Source: https://library.nclc.org/ccr/010501
Timestamp: 2018-02-21 03:30:48
Document Index: 120640288

Matched Legal Cases: ['§ 3', '§ 1', '§ 7', '§ 11', '§ 3', '§ 7']

1.5.1 Loans vs. Credit Sales | NCLC Digital Library
The distinction between loans and credit sales has a long history and is embedded in most states’ laws even though it has little theoretical basis.177 Many courts, often using the fiction of the time-price doctrine, have interpreted general usury statutes to regulate only loans or forbearances of debt and not sales of goods on credit.178 Consequently, consumer credit sales were largely unregulated by state legislatures, but were governed only by regular contract law, until after the Second World War.
Starting in the 1950s, most states adopted retail installment sales acts (RISAs) to regulate the terms and the charges imposed in credit sales of goods and services.

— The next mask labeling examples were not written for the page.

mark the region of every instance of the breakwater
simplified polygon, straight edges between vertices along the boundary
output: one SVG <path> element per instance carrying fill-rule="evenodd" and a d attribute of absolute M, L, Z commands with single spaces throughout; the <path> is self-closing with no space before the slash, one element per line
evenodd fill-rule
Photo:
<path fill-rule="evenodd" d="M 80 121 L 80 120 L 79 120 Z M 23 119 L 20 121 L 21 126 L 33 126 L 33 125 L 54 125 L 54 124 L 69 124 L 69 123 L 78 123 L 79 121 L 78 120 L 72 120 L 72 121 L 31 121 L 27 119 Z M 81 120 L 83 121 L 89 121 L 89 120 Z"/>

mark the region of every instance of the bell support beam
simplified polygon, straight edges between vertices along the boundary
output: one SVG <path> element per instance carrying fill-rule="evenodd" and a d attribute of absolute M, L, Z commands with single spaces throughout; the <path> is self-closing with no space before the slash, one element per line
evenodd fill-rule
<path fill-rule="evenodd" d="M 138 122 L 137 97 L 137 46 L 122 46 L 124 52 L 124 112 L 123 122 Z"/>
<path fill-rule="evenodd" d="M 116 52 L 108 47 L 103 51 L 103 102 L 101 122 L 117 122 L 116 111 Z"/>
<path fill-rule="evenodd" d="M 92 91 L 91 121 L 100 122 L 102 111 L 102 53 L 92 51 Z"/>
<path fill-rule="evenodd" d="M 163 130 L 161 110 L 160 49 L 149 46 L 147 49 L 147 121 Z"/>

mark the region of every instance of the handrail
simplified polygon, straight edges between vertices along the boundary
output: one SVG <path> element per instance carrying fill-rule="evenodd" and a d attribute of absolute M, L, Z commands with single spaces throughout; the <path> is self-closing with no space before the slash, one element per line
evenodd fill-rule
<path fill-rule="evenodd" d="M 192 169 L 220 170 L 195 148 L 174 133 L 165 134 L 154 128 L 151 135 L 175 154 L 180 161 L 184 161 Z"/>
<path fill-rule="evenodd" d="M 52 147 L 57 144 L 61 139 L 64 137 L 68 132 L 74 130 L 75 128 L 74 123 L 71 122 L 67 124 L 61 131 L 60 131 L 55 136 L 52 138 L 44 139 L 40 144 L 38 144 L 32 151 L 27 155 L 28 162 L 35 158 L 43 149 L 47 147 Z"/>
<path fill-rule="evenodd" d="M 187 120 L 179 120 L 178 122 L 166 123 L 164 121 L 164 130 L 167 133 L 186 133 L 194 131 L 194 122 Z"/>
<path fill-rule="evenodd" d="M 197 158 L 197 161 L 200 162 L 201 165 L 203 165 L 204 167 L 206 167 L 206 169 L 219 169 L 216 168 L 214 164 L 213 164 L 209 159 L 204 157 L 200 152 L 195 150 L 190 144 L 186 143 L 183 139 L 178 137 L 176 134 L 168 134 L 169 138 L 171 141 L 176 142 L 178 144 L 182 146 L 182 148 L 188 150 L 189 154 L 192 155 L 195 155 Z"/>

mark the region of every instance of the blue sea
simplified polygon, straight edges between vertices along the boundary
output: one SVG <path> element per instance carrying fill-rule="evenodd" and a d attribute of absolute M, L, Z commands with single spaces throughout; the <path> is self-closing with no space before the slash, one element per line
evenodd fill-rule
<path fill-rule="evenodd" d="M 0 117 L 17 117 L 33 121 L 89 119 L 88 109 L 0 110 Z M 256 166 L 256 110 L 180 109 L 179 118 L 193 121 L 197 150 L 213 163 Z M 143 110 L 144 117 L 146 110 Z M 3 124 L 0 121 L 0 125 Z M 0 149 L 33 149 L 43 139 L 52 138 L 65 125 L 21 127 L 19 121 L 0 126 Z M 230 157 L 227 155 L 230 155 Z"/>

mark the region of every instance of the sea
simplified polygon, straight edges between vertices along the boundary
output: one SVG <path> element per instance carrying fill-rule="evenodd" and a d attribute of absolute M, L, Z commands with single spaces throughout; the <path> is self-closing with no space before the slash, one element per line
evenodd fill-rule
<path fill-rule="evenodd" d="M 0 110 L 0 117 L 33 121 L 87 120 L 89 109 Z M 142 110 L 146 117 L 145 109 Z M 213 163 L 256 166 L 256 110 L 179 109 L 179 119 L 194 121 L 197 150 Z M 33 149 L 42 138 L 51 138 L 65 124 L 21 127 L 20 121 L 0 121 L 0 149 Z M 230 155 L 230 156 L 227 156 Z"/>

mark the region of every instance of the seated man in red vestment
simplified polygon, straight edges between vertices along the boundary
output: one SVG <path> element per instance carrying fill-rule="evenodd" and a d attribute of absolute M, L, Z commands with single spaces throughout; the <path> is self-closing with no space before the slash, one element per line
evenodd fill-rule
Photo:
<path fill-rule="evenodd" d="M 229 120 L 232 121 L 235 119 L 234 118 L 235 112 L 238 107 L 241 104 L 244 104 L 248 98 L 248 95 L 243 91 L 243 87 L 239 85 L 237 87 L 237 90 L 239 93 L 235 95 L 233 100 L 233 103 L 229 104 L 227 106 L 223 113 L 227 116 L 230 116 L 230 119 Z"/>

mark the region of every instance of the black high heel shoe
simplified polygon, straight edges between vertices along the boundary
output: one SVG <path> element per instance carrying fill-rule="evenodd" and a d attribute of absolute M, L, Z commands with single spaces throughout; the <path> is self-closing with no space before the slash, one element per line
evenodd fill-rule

However, even in states that have adopted RISAs, the time-price doctrine may continue to apply to sales transactions that fall outside the scope of the RISA.179
A credit sale is not just any credit which is eventually used to buy goods; rather, it is credit extended specifically by the seller in conjunction with the sale of specific goods.180 Thus, if a consumer gets a finance company loan for the express purpose of buying furniture, the transaction, in most circumstances, is still a loan subject to loan, not sale, regulations.181 Similarly, if the buyer charges the purchase on a bank credit card, the credit is a loan. Yet, if the furniture store directly offers the consumer separate cash and time prices for the same goods, the transaction is a credit sale that general usury laws do not reach, but that will be controlled by retail installment sales acts (RISAs) in most states.182
177 {169} See § 3.9.5, infra.
178 {170} See §§ 1.2.4, supra.
179 {171} See §§ 7.5.2.2, 11.3.2.1, infra.
180 {172} See generally § 11.3.2.1, infra (discussing the time-price doctrine in detail, including other limitations, such as the required disclosure of the separate credit and cash prices prior to the sale).
181 {173} See generally § 3.9.5, infra.
182 {174} See §§ 7.5.2.2, 11.3, infra.